Braulio lleva ya un buen rato en la ermita, sentado sobre una piedra, al abrigo de la pared recién pintada, tan blanca, tan hermosa. Hubo un tiempo en que el pequeño edificio que se levanta sobre el collado tuvo categoría de parroquia mientras la iglesia del pueblo estuvo caída; después fue la ermita la que estuvo en ruinas. No quedaron en pie más que las cuatro paredes, sin más techo que el cielo ni más puerta que el aire;  el suelo se llenó de retejones y las ovejas entraban al recinto como Pedro por su casa. Mucha devoción, mucha devoción, pero hasta que no llegó el cura aquel que se hizo llamar padre, a nadie se le ocurrió arreglar el edificio y poner una puerta como Dios manda. Eso sí, a tanto por vecino. Por vecino y por medio vecino, que si los matrimonios pusieron cuatro, los viudos y solteros como él pusieron dos. ¡Qué tiempos aquellos! Entonces todo el mundo era gente de orden. Si había que arreglar la ermita a tanto por casa, se arreglaba; se lo quitaba uno de donde fuera y a otra cosa. Se ponía lo que había que poner y punto. Y nadie se negaba, incluso si andaba algo justo, que ya se ocuparía algún familiar de ponerlo por él de manera que no se le viera el culo.

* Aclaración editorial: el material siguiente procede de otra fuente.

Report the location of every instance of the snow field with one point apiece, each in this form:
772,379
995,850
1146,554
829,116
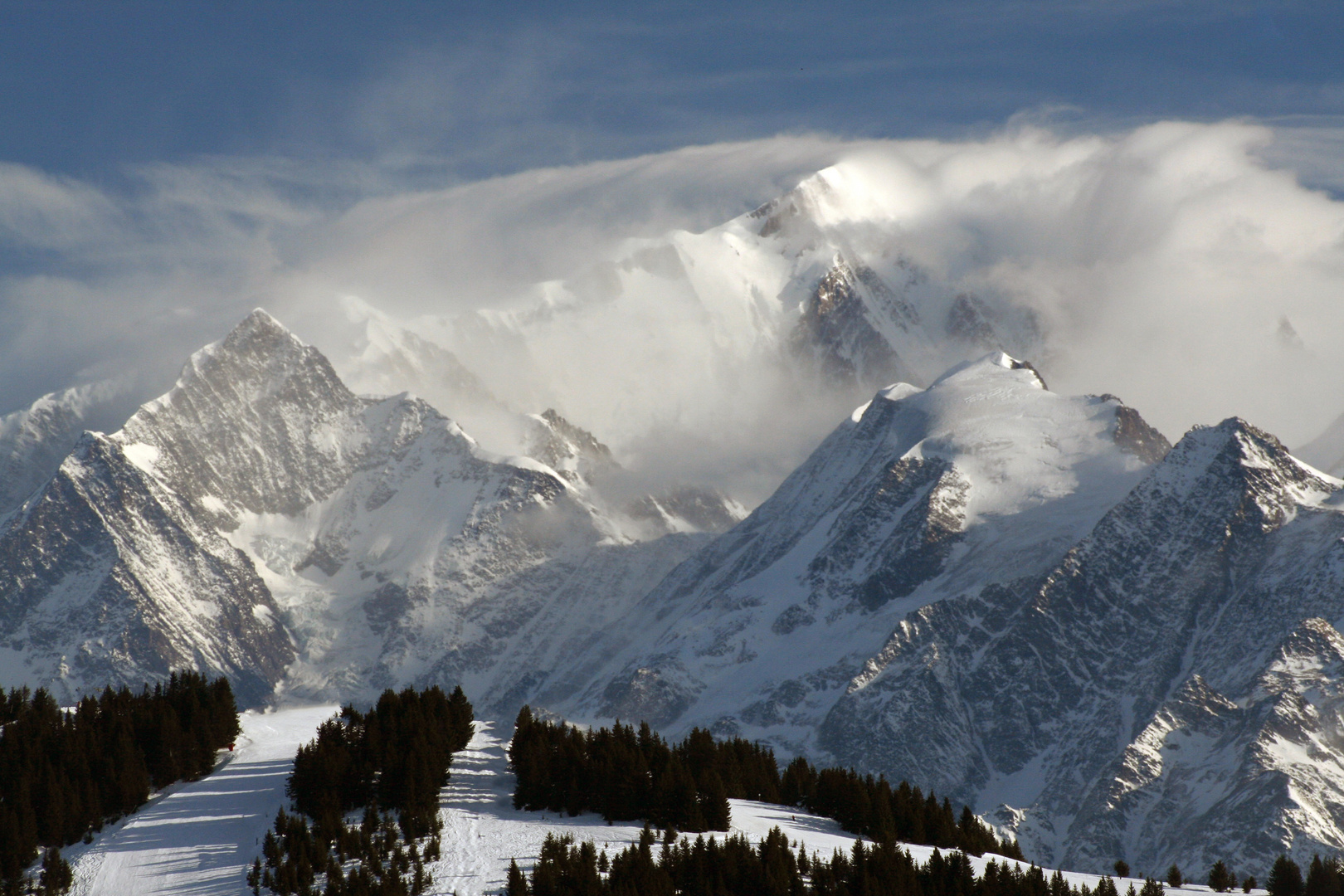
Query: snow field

            En aquellos tiempos, medita Braulio mientras se calienta la espalda sobre la requemada pared, todo estaba mucho más claro. La gente tenía ocupaciones que entendía todo el mundo: los pastores eran pastores y los amos, amos. Y a nadie le gustaba que le confundieran con otro ni que se mezclaran las cosas. Los vaqueros a las vacas y los porqueros a los guarros, que ya lo decían estos últimos. “Pastor de guarros te quiero ver, que de ovejas y cabras cualquiera es”. Y a mucho honra.

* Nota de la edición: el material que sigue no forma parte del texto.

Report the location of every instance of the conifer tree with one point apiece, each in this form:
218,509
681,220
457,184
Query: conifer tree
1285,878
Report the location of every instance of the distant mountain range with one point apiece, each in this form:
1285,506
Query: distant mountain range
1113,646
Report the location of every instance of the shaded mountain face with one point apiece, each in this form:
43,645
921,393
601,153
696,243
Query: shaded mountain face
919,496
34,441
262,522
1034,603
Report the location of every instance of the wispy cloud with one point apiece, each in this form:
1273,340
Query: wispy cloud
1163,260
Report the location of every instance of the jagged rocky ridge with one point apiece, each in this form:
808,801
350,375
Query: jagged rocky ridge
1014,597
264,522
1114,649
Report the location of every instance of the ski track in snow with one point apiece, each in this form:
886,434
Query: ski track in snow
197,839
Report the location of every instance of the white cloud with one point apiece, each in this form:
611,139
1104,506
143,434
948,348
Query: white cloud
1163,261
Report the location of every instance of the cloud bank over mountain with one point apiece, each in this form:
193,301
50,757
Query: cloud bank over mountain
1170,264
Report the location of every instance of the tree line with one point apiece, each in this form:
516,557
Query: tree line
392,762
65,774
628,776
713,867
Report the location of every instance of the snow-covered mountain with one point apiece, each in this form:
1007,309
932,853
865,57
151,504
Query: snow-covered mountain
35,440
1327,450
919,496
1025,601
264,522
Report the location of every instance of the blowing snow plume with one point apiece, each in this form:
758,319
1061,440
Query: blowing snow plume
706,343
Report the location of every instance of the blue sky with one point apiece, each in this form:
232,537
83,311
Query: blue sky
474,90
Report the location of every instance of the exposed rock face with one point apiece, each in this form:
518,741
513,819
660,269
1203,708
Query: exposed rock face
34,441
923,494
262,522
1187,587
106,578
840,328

            No como ahora, que proliferan algunas profesiones como las moscas en verano: directores de tendencias, diseñadores de cualquier cosa, organizadores de eventos, expertos en moda, creadores de... Y eso por no hablar de esas revistas que su sobrina, la peluquera, llama del corazón y que al hombre le alteran el hígado. Porque Braulio siempre ha sido un hombre celoso de su intimidad y nunca ha entendido cómo hay gente que se presta a desvelar sus miserias más íntimas delante de una cámara de fotos o de televisión. Y, menos aún, cómo hay quien se aviene a participar en esa especie de circo que montan en la tele siete u ocho personas que se dicen periodistas y que hablan a gritos porque, piensa el hombre, les interesa mucho más el espectáculo que la información. Y no es que él sea un ingenuo y no sepa que lo hacen por dinero, incluso por mucho dinero; pero aún así.

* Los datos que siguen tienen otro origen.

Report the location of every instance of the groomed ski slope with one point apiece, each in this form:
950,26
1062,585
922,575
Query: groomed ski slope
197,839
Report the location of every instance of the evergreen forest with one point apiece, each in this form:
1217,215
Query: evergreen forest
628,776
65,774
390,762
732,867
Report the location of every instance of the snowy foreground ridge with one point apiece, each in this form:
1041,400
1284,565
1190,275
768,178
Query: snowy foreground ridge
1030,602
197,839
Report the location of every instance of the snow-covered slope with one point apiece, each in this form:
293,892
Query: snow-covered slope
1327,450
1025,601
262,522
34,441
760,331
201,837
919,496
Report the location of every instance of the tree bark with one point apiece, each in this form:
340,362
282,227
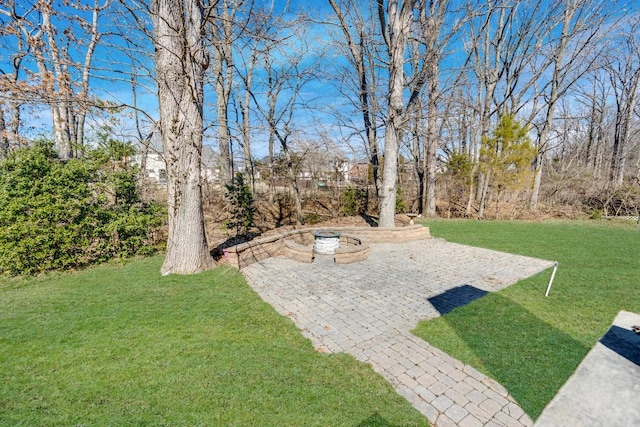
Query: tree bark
400,17
181,61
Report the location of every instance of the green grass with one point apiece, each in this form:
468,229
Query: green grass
529,343
123,346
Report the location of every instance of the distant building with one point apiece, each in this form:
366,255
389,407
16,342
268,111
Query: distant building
359,173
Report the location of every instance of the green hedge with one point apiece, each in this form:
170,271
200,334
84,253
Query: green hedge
57,215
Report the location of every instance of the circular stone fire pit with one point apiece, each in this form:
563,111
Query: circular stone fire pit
326,242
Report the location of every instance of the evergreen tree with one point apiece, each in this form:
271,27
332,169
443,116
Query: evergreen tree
242,207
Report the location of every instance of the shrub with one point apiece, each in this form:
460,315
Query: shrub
58,215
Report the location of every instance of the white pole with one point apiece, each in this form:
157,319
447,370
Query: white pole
555,267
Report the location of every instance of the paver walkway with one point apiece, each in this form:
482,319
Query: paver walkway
367,309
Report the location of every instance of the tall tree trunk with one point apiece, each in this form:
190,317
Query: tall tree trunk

             Y ¿dónde se estudian esas carreras? ¿Y quién otorga los títulos? Tiene huevos. La cantidad de profesionales que han surgido últimamente sin haber pasado por la universidad. Y cómo presumen. No hay mejor universidad que la calle, manifiestan en cuanto pueden. Yo he aprendido en la mejor escuela posible: la de la vida. Y salen en las revistas al volante de coches que casi nadie puede comprar, aunque no sean suyos, aunque hayan tenido que vender el alma, como leyó él que había hecho una vez uno. Alemán, dicen que era. Y aún hay ingenuos que se lo creen. Y aún hay adolescentes que los siguen por ese camino azaroso que no conduce más que al desastre. Pandilla de mangantes. Braulio los pondría a picar, a ellos y a sus mentores, para que dejaran de engañar a la gente, para que dejaran de ser señuelos para esos jóvenes que se creen sus memeces a pies juntillas y que nunca conseguirán lo que ellos.

            Porque para creativo de verdad, el compañero aquel de Brozas, que peló a una borrega de cría y le hizo unas lorzas en el rabo y la dejó una amborla en el lomo y otra en lo alto de la cabeza, entre las orejas, que estaba el animal de lo más pintiparado. Claro, que los compañeros no entendieron tal obra de arte y, en lugar de felicitarle, decían entre dientes que era algo gilipollas. Y no quieran ustedes imaginar qué pensarían las ovejas del hatajo, que miraban a la borrega como a un bicho raro y hasta los carneros se apartaban de ella. Y eso que el animal estaba gordo y hermoso.